Policy Response And Mobility
Stringency indices, lockdown timing, mobility data, and border restrictions would capture the behavioral and policy responses that raw GDP and population cannot represent on their own.
Underlying Health Risk
Comorbidity prevalence such as obesity, diabetes, cardiovascular disease, and smoking rates would help explain why mortality can spike even when the visible outbreak variables look similar.
The strongest conclusion is that COVID mortality is not explained by infection rates alone. Cases per million provide the baseline signal, but economic and systemic context shape how that burden turns into reported mortality, especially in the highest-severity countries.
Notebook Trace
Data Profiling
The notebook starts with file loading, shape checks, missing-value checks, summary statistics, and distribution plots across the numerical variables.
Global Comparisons
Top-country charts compare total cases, cases per million, total deaths, deaths per million, GDP, and GDP per capita to separate raw scale from adjusted burden.
Inferential Analysis
The middle section builds a correlation matrix and runs simple OLS regressions with residual and Q-Q diagnostics to test which relationships hold up statistically.
Modeling Layer
The final section adds map views plus a Random Forest regressor for deaths per million, followed by feature-importance, SHAP, and model-diagnostic visuals.
Project Highlights
Global Country Dataset
Works from a 184-country dataset combining COVID burden, population, continent, GDP, and GDP-per-capita measures with no missing values.

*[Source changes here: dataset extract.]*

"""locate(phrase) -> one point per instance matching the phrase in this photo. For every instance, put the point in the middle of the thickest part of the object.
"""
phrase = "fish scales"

Heatmap & Regression Analysis
Uses correlation analysis and regression diagnostics to compare how population, GDP, and GDP per capita relate to total and per-capita pandemic outcomes.
Interactive Map Layer
Builds choropleth and bubble-map views so the same dataset can be read geographically, not just through ranked charts and tables.
Mortality Model
Adds a Random Forest regressor, SHAP-based interpretation, and error diagnostics to show what the visible signals explain well and where the extremes still break the fit.